Prometi reflectir, neste número, sobre até que ponto os nossos laureados contribuíram para o avanço da “cultura académica” e do “espírito científico”? O que estaria por detrás da recente corrida das universidades a procura de figuras honráveis? Fiquei também de abordar o que designei de lógica de competição no mercado do ensino superior. Sugeri que a atribuição de Doutoramento Honoris Causa à figuras publicas, com prestígio, podia ser visto como uma estratégia de marketing para adquirir vantagem competitiva nesse mercado.

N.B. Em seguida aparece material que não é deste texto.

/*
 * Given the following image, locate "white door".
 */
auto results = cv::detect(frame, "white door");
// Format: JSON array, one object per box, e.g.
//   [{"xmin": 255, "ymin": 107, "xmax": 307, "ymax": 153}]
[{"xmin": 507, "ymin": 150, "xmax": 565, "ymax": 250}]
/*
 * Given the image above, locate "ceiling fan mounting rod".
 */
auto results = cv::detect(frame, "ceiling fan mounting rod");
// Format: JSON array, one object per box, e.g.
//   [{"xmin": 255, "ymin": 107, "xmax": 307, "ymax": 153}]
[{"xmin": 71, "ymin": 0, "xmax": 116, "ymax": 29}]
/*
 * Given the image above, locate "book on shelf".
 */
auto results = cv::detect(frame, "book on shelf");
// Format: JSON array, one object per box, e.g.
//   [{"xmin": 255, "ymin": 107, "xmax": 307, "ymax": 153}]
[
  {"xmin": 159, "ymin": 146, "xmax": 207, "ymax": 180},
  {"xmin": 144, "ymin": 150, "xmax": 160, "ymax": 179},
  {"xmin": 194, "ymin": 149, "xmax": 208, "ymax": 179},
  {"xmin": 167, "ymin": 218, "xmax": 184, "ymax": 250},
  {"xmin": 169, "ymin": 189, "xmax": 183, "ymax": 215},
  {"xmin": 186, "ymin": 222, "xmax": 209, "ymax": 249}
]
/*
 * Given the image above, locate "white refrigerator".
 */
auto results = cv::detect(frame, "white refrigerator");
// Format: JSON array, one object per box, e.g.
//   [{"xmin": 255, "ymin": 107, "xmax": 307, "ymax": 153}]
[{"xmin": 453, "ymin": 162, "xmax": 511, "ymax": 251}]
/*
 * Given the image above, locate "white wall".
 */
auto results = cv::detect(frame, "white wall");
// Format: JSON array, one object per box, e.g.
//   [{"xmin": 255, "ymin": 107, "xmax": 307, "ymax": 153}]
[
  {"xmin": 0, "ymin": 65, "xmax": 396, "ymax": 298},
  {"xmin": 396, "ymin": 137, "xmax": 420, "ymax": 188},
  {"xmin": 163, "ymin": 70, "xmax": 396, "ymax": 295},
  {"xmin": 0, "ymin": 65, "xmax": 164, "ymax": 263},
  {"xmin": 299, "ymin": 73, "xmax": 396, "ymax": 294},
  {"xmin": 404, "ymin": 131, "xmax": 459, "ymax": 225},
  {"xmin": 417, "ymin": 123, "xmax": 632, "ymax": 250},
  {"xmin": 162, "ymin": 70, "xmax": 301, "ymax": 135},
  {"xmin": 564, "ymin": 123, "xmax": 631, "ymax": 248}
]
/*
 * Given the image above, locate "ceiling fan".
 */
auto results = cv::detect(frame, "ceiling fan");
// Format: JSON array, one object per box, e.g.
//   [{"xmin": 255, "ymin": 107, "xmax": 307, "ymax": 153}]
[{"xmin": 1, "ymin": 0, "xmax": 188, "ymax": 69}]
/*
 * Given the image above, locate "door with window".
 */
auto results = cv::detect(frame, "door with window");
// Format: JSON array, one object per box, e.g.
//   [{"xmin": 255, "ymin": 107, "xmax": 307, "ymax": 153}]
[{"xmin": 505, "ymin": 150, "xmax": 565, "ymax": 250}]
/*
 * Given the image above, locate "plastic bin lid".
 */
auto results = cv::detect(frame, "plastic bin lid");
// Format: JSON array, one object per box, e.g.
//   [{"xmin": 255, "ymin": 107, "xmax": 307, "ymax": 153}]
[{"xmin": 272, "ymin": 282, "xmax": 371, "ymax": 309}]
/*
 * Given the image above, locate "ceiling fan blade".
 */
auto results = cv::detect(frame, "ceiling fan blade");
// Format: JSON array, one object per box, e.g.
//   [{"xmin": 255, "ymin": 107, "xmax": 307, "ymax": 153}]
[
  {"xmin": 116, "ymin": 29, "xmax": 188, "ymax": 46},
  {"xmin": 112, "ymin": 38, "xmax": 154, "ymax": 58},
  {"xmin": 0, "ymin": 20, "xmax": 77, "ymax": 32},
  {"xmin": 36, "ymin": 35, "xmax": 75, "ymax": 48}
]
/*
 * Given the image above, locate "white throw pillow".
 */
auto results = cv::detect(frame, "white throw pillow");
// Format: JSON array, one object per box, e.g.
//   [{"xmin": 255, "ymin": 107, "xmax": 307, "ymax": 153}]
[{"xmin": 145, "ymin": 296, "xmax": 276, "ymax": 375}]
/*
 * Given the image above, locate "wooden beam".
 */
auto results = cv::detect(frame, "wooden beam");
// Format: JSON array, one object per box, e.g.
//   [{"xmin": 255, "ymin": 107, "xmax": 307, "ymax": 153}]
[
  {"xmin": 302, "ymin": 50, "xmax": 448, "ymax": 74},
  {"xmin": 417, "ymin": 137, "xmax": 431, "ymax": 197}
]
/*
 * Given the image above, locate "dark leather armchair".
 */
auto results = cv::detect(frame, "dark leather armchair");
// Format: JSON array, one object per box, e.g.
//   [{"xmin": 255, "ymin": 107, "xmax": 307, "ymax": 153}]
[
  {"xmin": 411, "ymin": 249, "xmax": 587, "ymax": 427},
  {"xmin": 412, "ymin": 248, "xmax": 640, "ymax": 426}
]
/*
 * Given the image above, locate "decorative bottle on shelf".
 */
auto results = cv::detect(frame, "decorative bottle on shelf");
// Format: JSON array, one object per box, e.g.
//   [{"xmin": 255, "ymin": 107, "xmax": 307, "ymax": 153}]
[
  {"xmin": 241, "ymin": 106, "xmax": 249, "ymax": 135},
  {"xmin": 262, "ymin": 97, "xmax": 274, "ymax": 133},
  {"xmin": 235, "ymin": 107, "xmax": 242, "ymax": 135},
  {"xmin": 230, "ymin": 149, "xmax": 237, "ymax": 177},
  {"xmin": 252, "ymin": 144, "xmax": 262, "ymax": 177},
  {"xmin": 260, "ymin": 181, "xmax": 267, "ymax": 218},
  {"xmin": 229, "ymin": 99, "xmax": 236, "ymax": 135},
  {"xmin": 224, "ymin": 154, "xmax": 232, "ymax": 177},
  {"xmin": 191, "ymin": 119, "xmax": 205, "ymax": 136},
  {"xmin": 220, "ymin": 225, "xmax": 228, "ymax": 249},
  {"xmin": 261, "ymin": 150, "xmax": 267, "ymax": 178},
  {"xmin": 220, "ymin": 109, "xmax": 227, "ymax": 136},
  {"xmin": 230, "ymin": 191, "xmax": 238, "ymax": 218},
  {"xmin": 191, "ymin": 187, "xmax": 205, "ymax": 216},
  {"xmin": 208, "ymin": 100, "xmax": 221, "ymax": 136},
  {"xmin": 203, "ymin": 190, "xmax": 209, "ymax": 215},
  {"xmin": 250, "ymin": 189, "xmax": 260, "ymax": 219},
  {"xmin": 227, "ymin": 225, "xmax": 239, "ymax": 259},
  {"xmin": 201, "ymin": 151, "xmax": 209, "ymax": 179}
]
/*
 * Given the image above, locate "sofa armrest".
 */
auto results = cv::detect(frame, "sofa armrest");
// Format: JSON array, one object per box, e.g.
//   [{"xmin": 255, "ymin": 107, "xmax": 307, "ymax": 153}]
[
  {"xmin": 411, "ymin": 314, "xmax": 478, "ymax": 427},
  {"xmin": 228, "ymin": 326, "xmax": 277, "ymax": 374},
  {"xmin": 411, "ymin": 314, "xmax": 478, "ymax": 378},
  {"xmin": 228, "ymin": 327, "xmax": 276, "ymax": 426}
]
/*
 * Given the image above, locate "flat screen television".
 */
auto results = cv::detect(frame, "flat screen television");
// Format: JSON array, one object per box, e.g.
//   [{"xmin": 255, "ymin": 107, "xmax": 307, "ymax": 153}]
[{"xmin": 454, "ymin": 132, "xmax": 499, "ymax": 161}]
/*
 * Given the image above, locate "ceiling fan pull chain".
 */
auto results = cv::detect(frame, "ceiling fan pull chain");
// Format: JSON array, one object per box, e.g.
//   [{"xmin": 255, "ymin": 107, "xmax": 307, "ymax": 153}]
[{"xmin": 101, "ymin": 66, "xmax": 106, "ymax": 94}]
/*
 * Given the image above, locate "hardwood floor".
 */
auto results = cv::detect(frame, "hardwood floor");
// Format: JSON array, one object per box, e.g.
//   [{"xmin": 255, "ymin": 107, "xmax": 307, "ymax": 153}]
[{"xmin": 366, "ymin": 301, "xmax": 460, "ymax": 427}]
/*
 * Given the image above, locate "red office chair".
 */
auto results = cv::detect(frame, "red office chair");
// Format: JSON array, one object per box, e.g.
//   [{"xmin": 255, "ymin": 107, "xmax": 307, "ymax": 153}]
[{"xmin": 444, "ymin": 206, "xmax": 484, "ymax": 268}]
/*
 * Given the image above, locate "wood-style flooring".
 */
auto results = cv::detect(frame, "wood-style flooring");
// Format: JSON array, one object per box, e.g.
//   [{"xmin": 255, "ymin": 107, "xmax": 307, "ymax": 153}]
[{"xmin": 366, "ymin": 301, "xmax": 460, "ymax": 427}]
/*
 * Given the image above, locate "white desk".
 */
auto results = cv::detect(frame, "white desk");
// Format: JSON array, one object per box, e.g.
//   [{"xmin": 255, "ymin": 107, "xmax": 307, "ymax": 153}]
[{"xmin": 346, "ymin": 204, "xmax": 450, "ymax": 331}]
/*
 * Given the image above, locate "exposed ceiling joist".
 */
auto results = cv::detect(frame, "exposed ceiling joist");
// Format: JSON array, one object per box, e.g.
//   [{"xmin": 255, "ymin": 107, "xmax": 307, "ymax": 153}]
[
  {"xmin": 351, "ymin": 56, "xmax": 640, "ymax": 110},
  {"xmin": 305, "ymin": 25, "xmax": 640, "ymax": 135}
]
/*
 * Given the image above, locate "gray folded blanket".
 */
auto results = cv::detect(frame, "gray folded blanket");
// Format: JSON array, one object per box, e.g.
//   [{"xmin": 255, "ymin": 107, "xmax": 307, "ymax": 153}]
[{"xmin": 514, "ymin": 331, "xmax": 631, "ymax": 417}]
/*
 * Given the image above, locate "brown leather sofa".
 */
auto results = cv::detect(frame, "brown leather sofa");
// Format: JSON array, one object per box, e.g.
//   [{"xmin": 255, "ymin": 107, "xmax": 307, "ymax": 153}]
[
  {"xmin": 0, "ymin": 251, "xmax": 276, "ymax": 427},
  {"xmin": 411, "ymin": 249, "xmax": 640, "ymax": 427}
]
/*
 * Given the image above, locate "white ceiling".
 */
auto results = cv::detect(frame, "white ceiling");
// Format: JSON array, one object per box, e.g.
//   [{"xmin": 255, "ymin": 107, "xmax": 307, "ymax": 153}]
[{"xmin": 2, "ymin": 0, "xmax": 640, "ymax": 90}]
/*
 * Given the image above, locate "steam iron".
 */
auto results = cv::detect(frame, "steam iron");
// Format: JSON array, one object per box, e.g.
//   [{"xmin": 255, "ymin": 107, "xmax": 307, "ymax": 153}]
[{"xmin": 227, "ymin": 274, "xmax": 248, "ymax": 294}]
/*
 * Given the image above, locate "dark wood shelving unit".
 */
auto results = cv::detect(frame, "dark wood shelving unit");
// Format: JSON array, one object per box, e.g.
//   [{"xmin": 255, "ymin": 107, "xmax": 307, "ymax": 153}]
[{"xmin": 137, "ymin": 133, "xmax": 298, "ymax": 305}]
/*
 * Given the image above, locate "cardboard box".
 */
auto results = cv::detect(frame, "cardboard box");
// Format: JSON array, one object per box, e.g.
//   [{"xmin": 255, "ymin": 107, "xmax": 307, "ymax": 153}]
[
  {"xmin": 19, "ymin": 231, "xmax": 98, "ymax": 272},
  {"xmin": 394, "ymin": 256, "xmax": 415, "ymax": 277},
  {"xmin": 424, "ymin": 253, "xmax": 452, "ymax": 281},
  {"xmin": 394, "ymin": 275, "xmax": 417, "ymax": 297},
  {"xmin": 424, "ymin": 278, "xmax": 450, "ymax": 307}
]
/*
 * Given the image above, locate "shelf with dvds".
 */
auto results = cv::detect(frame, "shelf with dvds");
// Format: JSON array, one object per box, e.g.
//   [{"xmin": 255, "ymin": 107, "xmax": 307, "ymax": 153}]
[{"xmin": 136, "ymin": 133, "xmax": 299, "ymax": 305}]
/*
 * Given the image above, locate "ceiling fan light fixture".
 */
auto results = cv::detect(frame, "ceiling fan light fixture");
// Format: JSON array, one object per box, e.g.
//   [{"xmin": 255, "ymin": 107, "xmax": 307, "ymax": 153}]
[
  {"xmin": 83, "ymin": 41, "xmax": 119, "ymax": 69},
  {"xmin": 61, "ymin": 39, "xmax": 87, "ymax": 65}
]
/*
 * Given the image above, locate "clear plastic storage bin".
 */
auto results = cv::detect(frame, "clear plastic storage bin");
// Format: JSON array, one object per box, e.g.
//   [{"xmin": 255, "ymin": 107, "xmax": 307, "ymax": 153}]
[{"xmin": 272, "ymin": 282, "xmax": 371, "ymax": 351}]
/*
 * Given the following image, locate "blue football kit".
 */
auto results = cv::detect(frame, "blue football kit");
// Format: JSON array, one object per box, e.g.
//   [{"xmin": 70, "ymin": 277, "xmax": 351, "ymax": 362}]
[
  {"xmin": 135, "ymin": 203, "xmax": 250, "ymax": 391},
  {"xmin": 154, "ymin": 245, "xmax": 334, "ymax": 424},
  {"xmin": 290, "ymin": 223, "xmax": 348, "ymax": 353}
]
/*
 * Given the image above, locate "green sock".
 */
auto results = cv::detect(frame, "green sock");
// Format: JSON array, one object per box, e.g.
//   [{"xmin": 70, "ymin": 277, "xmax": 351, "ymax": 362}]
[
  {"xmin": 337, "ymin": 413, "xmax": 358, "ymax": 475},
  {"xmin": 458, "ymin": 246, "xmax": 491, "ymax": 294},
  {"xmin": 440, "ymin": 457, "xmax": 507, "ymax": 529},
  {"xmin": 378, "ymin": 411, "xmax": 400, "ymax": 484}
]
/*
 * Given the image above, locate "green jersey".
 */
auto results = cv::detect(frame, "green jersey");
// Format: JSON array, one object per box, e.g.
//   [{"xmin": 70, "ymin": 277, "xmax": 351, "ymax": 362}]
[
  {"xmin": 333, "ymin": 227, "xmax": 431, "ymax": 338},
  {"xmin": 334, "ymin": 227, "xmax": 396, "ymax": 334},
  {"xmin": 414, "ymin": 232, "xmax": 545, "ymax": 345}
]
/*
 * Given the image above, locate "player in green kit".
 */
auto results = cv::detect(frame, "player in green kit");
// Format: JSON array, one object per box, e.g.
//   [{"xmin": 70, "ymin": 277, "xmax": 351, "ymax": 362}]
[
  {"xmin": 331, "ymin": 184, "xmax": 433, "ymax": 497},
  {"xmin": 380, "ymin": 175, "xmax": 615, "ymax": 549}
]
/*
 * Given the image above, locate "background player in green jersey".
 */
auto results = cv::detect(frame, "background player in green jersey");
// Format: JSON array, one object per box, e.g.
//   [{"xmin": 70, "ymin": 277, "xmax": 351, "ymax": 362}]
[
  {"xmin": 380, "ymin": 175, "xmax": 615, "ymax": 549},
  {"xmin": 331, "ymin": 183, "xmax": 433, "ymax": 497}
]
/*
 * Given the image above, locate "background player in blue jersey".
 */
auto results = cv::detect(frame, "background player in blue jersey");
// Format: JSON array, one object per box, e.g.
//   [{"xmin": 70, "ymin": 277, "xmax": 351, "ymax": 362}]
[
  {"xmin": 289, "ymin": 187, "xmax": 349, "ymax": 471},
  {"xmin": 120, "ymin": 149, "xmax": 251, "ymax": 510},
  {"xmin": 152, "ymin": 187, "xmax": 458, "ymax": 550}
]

Antes de prosseguir permitam-me referir-me aos comentários interessantes de Sueli Borges, aqui, e de Bayano, sobre o assunto.


A Sueli colocou-me questões pertinentes sob a clareza dos termos que usava. Referia-se no seu comentário a necessidade de esclarecer o que chamo de “cultura académica” e de “espírito científico”. Respondi, parcialmente, a estas questões em comentário, mas talvez fosse importante retomá-las aqui de uma forma mais aberta. Devo reconhecer que há uma certa postura normativa quando questiono até que ponto o prestígio dos laureados radica do campo académico ou contribui para o reforço da “cultura académica” e do “espírito científico”. A minha postura é, de alguma forma, normativa porque sugere o que devia orientar a atribuição dos galardões a partir de uma certa concepção de universidade. Há uma certa visão de universidade e academia por detrás dessa sugestão. É essa visão de universidade que propicia uma “cultura académica” e um “espírito científico”.


Existe uma história milenar de transformação da universidade que não importa retratar aqui. A ideia de universidade que preconizo pode ser considerada algo conservadora principalmente se atendermos a diversidade de formas com que se apresenta esta instituição hoje em dia. Algumas características identificam-se com a concepção de universidade de John Henry Newman (1852). A universidade, segundo Newman, é um lugar para onde vem estudantes de todos os quadrantes para todo tipo de conhecimento; um lugar para a comunicação e circulação de pensamento, por meio de interacção. É o lugar para onde milhares de escolas fazem contribuições; no qual o intelecto pode seguramente variar e especular. É o lugar onde a inquirição é levada sempre em frente, descobertas verificadas e aperfeiçoadas, e o erro exposto, por colisão de mentes (ideias), e com conhecimento pelo conhecimento.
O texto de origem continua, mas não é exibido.